Using the molar mass (as in the mass per amount of substance) we can calculate the required amount of hydrogen per ton of produced pure iron. Afterward, small amounts of carbon will be added to achieve the needed qualities.
A ton of pure iron therefore requires at the minimum 54 kg hydrogen. This is the thermodynamic minimum, meaning it is impossible to achieve this reaction under this value. Any real process will require more than that. If the hydrogen would be produced in a green way, the process would theoretically be climate neutral. The currently prevalent method for producing green hydrogen is electrolysis. Here, water is broken down into its building blocks of hydrogen and oxygen. The energy source is usually electricity, and if that was supplied CO2 neutrally, we speak of green hydrogen.
Let’s have a look at the situation for the Austrian industry. Production of raw steel in Austria weighs in at about 7.2 million tons annually. Due to process related as well as recycling management reasons, the usage of scrap contributes roughly 20% of the overall amount. Considering the scrap usage, we are left with an amount of about 5.8 million tons of raw iron produced annually, which will be further processed to steel.
Using the results of our previous calculation, we can deduce that we would need about 312 000 tons of hydrogen. Hydrogen has a massive energy of 33.6 kWh/kg. Using electrolysis to produce it, you have to account for a conversion loss. The current efficiency factor is approximately 70%. Multiplying these values gives us a minimum amount of energy in the form of electricity of 15 TWh. If you wanted to cover this demand using wind energy, and assuming full load values of 2300 hours per year, we would need 1627 wind turbines with 4 MW. This is as mentioned an absolute minimum, so realistically it would be more.

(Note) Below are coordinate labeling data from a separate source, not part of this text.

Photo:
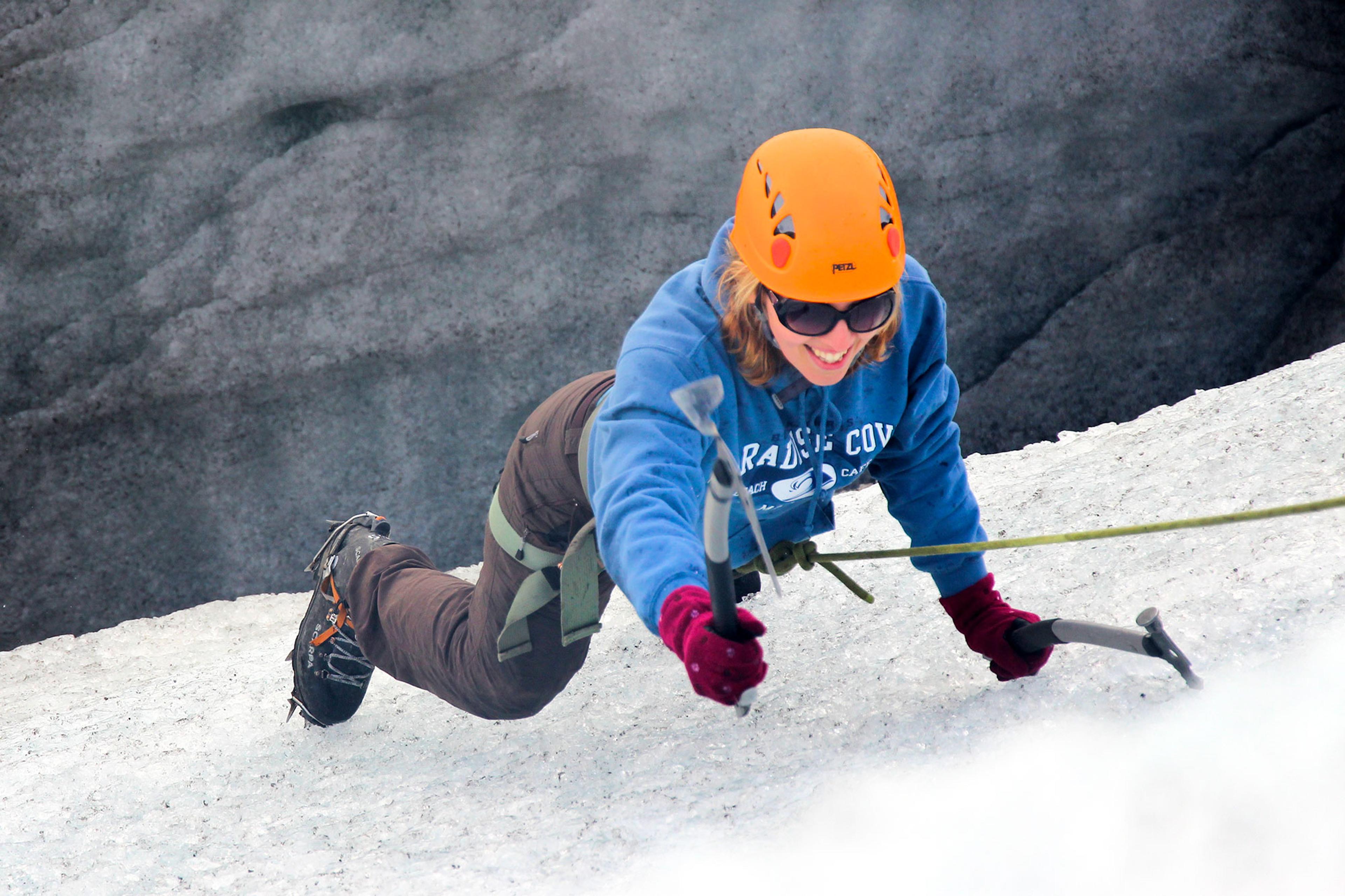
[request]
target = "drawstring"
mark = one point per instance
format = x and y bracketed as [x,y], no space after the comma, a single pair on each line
[820,449]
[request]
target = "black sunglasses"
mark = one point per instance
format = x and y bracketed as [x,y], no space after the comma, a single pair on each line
[820,318]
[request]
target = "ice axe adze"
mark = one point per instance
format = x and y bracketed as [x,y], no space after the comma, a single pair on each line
[1035,637]
[698,401]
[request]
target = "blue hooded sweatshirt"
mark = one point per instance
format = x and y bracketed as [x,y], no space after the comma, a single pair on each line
[649,467]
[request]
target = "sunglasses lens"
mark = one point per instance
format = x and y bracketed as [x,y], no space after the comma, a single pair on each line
[871,314]
[818,318]
[806,318]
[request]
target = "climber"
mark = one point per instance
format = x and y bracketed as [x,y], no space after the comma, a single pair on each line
[830,343]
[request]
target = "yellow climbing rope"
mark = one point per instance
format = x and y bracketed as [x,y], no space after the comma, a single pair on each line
[805,555]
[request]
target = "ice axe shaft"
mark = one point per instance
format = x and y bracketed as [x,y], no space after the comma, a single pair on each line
[719,497]
[698,400]
[1153,642]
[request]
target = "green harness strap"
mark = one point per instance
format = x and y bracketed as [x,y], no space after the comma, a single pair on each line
[572,575]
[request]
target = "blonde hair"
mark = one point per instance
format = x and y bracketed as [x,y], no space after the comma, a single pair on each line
[747,333]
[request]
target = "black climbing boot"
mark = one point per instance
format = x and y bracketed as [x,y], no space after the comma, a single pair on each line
[331,673]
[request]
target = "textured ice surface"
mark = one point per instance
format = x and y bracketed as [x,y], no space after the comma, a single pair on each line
[151,757]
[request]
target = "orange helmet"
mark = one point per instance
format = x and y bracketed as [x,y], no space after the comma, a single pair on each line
[817,218]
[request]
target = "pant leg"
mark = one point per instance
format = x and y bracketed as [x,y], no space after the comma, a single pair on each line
[439,633]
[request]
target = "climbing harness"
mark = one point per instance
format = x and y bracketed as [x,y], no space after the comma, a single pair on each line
[572,576]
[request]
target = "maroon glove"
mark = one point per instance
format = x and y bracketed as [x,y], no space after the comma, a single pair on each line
[985,621]
[719,668]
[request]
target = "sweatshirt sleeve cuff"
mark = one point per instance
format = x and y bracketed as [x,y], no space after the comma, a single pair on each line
[962,576]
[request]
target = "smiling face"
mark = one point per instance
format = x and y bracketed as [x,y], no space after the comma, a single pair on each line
[822,360]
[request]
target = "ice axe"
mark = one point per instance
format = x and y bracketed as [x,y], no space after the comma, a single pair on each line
[1035,637]
[698,400]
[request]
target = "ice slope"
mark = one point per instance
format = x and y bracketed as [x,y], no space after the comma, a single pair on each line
[151,757]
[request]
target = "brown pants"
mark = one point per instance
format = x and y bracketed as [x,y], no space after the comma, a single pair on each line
[436,631]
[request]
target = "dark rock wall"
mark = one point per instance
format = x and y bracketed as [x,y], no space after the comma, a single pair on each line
[265,263]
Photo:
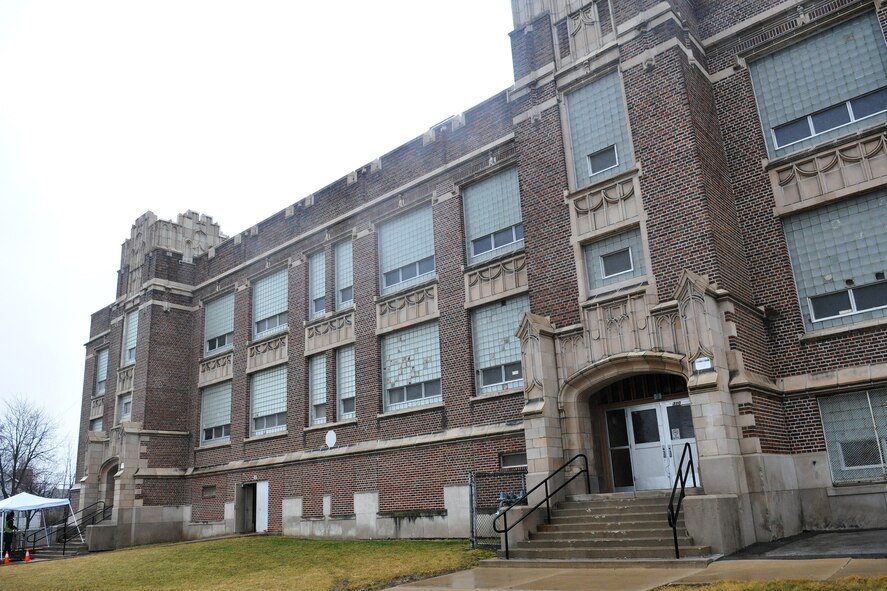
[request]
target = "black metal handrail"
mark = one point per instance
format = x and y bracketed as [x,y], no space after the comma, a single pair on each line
[89,515]
[503,513]
[681,478]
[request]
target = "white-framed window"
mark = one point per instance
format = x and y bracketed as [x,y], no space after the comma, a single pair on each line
[493,223]
[855,428]
[497,354]
[406,250]
[124,407]
[268,401]
[616,263]
[839,260]
[215,413]
[823,86]
[317,388]
[411,367]
[344,276]
[602,160]
[346,387]
[270,304]
[598,130]
[614,259]
[513,461]
[317,285]
[130,337]
[218,324]
[101,372]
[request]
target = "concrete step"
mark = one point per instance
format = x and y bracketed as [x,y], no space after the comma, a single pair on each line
[600,563]
[626,553]
[591,543]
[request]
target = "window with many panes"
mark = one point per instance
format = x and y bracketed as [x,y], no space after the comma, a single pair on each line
[316,285]
[130,337]
[124,407]
[598,130]
[614,259]
[270,304]
[215,413]
[101,372]
[268,401]
[855,427]
[497,356]
[344,276]
[493,224]
[218,324]
[839,259]
[411,367]
[317,388]
[406,250]
[822,87]
[345,382]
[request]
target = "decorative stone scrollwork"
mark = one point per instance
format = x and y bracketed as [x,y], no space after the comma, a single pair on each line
[269,352]
[496,280]
[329,333]
[124,379]
[407,308]
[832,173]
[604,205]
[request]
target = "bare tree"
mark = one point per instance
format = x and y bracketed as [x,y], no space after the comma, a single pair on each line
[27,449]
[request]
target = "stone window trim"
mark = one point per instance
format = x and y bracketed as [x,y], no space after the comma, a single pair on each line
[586,294]
[609,65]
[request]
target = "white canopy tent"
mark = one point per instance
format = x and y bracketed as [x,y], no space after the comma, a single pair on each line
[29,502]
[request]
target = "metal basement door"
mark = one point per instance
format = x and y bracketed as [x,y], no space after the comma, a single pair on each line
[646,443]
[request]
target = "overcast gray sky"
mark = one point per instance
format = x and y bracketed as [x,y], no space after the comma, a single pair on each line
[235,109]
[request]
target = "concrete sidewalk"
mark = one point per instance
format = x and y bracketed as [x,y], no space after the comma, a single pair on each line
[645,579]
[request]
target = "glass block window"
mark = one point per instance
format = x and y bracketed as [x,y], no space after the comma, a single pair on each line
[345,382]
[130,336]
[823,87]
[497,353]
[124,407]
[268,401]
[344,276]
[839,259]
[317,285]
[218,324]
[614,259]
[855,428]
[215,413]
[411,367]
[406,250]
[598,130]
[493,224]
[317,388]
[270,304]
[101,372]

Moreover, we only looked at the reductions step, there are more processing steps in a steel mill. There is ore processing, raw iron and steel production as well as casting-, rolling- and refining processes. If you want your steel mill to be producing climate neutrally, all energy and heat input would need to be covered by green energy and gas. The Austrian steel producer voestalpine published an energy demand of 33 TWh for the long term conversion of its mills.
Is that a lot? Yes, it is an enormous amount. The planned expansion of renewable energy in Austria until 2030 is only 27 TWh. So what to do? Should we stop producing steel? That is absurd, since we cannot substitute steel products, especially in its infrastructure application. That leaves us with the option of producing it climate neutral in the long term.
We have to acknowledge the physical limitations and optimize our energy usage, especially in cross-industry interactions. The fundamental laws of the universe dictate limitations for our technological advancements. The goal of intelligent optimization is to come as close to these limitations as possible. Additionally, we need another massive expansion of renewable energy sources.
There is some consolation: the global community will come close to a point of saturation in regard to recyclable material. This includes steel. Therefore, we will need less “new” steel which has to be produced from ores, which entails a significantly lower energy demand. Until then the aforementioned hydrogen reduction remains, at least likely, our best bet for green steel.